При всей своей приверженности новому, «Century» был также литературным пристанищем для либералов, таких как Уэйн Маквиг (Wayne MacVeagh). Он был одним из ведущих либералов-республиканцев и возглавлял комиссию, которая в 1877 году передала Луизиану демократам. Его деятельность касалась как чернокожего Генри Адамса, которого его комиссия обрекла на гибель и предала, так и патриция Генри Адамса, который был другом Маквиха. Маквиг стал генеральным прокурором Гарфилда и служил вместе с Джеймсом Г. Блейном в кратком кабинете Гарфилда.

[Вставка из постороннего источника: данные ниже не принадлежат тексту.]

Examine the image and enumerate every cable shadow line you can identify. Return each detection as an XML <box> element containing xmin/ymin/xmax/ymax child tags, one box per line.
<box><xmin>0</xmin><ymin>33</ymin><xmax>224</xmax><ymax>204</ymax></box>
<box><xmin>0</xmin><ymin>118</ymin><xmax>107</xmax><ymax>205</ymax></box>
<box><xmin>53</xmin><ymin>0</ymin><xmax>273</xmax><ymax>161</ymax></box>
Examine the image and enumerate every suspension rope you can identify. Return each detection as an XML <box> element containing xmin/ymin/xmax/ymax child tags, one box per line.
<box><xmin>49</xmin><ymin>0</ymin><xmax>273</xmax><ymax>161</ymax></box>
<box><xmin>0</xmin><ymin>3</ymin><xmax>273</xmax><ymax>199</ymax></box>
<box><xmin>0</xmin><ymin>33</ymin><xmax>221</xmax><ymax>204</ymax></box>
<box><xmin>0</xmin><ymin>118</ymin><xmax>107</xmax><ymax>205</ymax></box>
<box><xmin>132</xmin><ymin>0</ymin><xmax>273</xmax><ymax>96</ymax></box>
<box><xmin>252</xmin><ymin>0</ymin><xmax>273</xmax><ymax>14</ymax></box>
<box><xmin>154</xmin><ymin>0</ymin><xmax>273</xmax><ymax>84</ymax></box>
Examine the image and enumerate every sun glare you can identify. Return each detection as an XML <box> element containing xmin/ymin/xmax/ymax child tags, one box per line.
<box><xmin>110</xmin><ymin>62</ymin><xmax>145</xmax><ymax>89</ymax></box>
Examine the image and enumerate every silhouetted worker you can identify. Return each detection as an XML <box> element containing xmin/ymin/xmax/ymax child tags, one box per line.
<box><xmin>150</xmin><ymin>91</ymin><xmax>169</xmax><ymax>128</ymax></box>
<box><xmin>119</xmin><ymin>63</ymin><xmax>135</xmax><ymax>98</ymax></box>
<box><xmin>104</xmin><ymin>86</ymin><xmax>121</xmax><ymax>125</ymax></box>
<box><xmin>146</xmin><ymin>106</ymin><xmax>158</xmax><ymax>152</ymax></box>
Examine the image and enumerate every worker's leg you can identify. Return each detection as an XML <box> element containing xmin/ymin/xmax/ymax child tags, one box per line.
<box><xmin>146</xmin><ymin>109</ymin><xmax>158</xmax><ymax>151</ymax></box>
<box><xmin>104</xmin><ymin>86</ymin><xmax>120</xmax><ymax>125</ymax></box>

В мартовском номере «Сенчури» за 1884 год он написал статью «Следующее президентство». С одной стороны, она представляла собой сборник либеральных проповедей. Если посмотреть с другой стороны, то она точно отражала утихающие страсти Гражданской войны. Если посмотреть с другой стороны, то она была глубоко тупой, ошибочно принимая то, что было глазом урагана, за прохождение бури. Но самое главное, Макви, как и другие либералы, неправильно понимал американскую систему управления.[1106]1106
  Chalfant, 478–79; Wayne MacVeagh, «The Next Presidency», The Century 27, no. 5 (1884): 670–77.


[Закрыть]

Маквиг считал, что избиратели апатично относятся к предстоящим выборам, потому что в американской политике не осталось великих проблем, а правительство не имело никакого отношения к их жизни. Муниципальное управление, провозглашал он, – это просто вопрос характера и управления, а значит, нужно забрать его у партий и машин и отдать в руки экспертов. Лишение права голоса вольноотпущенников не вызывало беспокойства, потому что никто не мог всерьез поверить, что «гражданское правительство больших промышленных государств, какими быстро становятся южные штаты, может быть доверено наименее сообразительным из их жителей». В условиях, когда страна якобы решает вопрос о реформе государственной службы, избиратели должны игнорировать партийные платформы и старые лояльности и голосовать, основываясь на прошлой карьере и личных качествах кандидата. В заявлении, которое, казалось, вырвалось из времен ранней республики, он заявил, что президент «не должен добиваться выдвижения и не должен демонстрировать после выдвижения то, что президент Йельского университета Вулси так метко назвал „необычной тревогой“ за свое избрание, поскольку у него не должно быть друзей, которых можно наградить, и врагов, которых можно наказать». Он «должен быть не только честным человеком, но и быть причиной честности других».[1107]1107
  Chalfant, 478–79; MacVeagh, 670–77.